3. Embedding New Content#

This guide explains how to embed your own documents into a Maeser-compatible vector store, enabling Retrieval‑Augmented Generation (RAG) over custom knowledge bases.


3.1. Prerequisites#

  • A Maeser development or user environment set up (see development_setup.md).

  • Python 3.10+ virtual environment activated.

  • Maeser and its dependencies installed (pip install -e . or make setup).

  • Your documents in plain text format (e.g., .txt, Markdown .md, or PDF converted to text).


3.2. Prepare Your Text Data#

  1. Collect all source files you want to embed into a single folder (e.g., docs/homework, docs/labs, etc.).

  2. If your files are not plain text (e.g., PDF), convert them first. A simple example using pdftotext:

    pdftotext input.pdf output.txt
    
  3. Ensure each file’s encoding is UTF‑8 to avoid errors when reading in Python.


3.3. Chunk Your Documents#

Large documents must be split into smaller, semantically meaningful chunks before embedding:

from langchain.text_splitter import RecursiveCharacterTextSplitter
from pathlib import Path

# Configure text splitter
splitter = RecursiveCharacterTextSplitter(
    chunk_size=1000,
    chunk_overlap=200,
)

# Read all text files and generate chunks
texts = [] # this is where the text chunks will be stored
metadatas = [] # this will keep track of which text chunks belong to which text file
folder = Path("path/to/txts")
for f in folder.glob("*.txt"):
    doc = f.read_text(encoding="utf8")
    chunks = splitter.split_text(doc)
    texts.extend(chunks) # store text chunks in texts
    metadatas.extend([{"source": f.name}] * len(chunks)) # store file name in metadatas

Tip: Adjust chunk_size and chunk_overlap based on your document structure. Smaller chunks improve retrieval precision but increase vector store size.

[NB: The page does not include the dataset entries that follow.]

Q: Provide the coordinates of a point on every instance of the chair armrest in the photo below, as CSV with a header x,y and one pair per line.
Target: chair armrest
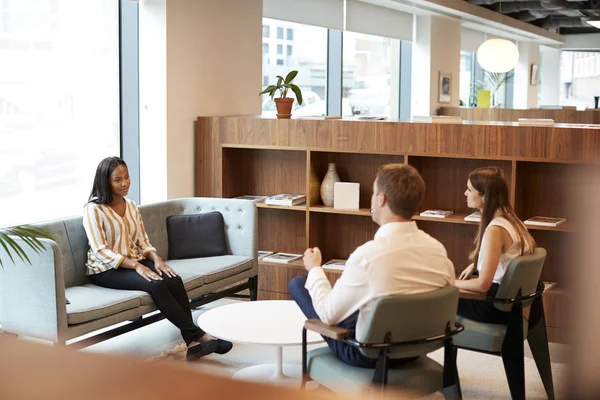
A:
x,y
330,331
32,297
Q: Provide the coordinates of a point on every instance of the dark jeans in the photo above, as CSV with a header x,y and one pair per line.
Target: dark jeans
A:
x,y
169,295
483,311
348,354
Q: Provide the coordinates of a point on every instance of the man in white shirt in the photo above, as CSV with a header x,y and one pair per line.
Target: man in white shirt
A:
x,y
401,259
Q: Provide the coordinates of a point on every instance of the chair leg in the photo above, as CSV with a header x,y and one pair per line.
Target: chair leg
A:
x,y
253,288
513,355
538,342
451,382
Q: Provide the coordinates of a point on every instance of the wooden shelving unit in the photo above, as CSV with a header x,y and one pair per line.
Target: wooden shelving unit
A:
x,y
262,156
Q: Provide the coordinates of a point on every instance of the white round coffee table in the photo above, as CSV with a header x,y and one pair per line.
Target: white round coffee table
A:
x,y
267,323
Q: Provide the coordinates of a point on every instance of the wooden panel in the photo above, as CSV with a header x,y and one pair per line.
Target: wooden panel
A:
x,y
339,235
263,172
513,115
456,238
361,168
446,180
276,277
281,231
264,295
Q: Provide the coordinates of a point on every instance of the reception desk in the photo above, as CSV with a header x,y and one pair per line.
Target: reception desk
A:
x,y
265,156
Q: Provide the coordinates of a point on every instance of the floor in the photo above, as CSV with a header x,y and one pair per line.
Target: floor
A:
x,y
482,376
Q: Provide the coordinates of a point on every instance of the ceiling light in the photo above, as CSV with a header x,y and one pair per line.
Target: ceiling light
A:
x,y
594,22
498,55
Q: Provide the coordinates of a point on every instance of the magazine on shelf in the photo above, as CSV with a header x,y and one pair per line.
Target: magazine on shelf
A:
x,y
256,199
335,264
545,221
436,213
263,253
282,258
474,217
286,199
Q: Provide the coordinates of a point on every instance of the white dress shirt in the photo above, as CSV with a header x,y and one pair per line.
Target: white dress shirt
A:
x,y
402,259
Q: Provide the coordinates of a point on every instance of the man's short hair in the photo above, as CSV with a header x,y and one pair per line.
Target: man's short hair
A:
x,y
404,188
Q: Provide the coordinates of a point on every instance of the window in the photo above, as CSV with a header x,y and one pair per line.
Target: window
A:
x,y
308,55
579,78
368,65
59,104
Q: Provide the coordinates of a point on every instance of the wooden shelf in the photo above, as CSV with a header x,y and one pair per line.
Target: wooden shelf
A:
x,y
364,212
301,207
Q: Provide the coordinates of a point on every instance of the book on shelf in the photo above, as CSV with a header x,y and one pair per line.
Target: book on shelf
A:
x,y
474,217
440,119
256,199
285,199
335,264
536,122
544,221
436,213
282,258
263,253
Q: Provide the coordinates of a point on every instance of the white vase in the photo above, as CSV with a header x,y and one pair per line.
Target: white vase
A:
x,y
327,185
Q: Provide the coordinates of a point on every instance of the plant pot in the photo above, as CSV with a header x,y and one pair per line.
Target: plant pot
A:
x,y
284,107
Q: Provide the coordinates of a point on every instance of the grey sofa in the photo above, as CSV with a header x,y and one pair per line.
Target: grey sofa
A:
x,y
32,297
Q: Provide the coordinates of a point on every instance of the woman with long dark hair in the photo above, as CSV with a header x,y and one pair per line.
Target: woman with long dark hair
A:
x,y
501,238
121,256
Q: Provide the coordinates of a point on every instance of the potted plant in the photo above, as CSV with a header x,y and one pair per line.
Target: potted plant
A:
x,y
29,235
284,103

3.4. Create the Vector Store#

Use FAISS (via LangChain) to embed and store your chunks:

from langchain_community.vectorstores import FAISS
from langchain_openai import OpenAIEmbeddings

# Initialize OpenAI embeddings
embeddings = OpenAIEmbeddings()

# Build or load FAISS vector store
vectorstore = FAISS.from_texts(
    texts,
    embeddings,
    metadatas
)

# Persist to disk
vectorstore.save_local("my_vectorstore")
  • my_vectorstore/ will contain index files you can reuse in Maeser.

  • Metadatas (source field) helps trace which document each vector originated from.

Tip: The code above assumes the OPENAI_API_KEY environment variable is defined. If you want to pass your api key into the script without using the environment variable, assign it when initializing your embeddings:

embeddings = OpenAIEmbeddings(api_key=<your_api_key_here>)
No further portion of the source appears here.